The International Organization of Securities Commissions has outlined good practices for the termination of investment strategies including commodity, real estate and hedge funds.
The organization, known as IOSCO, published Thursday a set of 14 good practices related to the voluntary termination of open-end and closed-end investment strategies, in an effort to protect investors' interests during the termination process.
The report highlights the importance of adopting termination procedures that take into account investor protection issues. “The decision to terminate an investment fund can have a significant impact on investors in terms of the cost associated with such an action or the ability of investors to redeem their holdings during the termination process,” said the report.
Legislation at a national level already addresses involuntary terminations such as those caused by insolvency. “Voluntary terminations typically occur because an investment fund, although still solvent, is no longer economically viable or can no longer serve its intended objectives,” said the report.

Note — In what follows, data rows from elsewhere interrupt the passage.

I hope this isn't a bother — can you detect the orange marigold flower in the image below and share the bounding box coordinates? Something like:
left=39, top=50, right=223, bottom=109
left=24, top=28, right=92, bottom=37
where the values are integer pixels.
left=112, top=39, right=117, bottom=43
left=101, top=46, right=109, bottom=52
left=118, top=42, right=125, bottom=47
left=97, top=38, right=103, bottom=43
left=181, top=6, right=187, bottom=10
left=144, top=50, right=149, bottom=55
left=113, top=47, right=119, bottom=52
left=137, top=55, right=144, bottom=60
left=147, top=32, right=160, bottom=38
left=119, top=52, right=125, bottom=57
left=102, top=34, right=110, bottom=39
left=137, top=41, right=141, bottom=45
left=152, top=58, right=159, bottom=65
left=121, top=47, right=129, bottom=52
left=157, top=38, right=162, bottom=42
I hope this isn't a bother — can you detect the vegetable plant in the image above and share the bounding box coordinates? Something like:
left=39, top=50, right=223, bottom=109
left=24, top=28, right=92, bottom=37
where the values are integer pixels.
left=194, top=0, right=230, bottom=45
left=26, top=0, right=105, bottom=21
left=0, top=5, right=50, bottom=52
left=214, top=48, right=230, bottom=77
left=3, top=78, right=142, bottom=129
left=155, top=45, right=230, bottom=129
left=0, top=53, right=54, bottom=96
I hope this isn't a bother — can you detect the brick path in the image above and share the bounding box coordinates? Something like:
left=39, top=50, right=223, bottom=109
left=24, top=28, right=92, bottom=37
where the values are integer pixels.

"IOSCO Report on Good Practices for the Termination of Investment Funds" is applicable to institutional and retail strategies. “Illiquid or hard to value securities can have a direct impact on the voluntary termination of investment funds, particularly for funds established as commodity funds, real estate funds or hedge funds,” said the report. “This report sets out additional good practices specific to the termination of these types of investment funds.”
The 14 good practices are split under five categories: disclosure at time of investment, decision to terminate, decision to merge, during the termination process and specific types of investment funds.
A separate publication by IOSCO, also Thursday, said global hedge funds have enough of a liquidity buffer to meet investor redemptions under normal market conditions.
“Report on the Fourth IOSCO Hedge Fund Survey” provides regulators with insights into the industry and the potential systemic risks hedge funds may pose to the international financial system.
The report is based on data as of Sept. 30, 2016 and updates the previous survey of two years ago.
Global assets under management of hedge funds rose 24% to $3.2 trillion over the period, covering data from 1,971 qualifying funds.
The survey also found that equity long/short was the most widely used investment strategy, followed by global macro and fixed-income arbitrage.
IOSCO is recognized as the global standard setter for securities regulation. Its membership regulates more than 95% of the world's securities markets across more than 115 jurisdictions.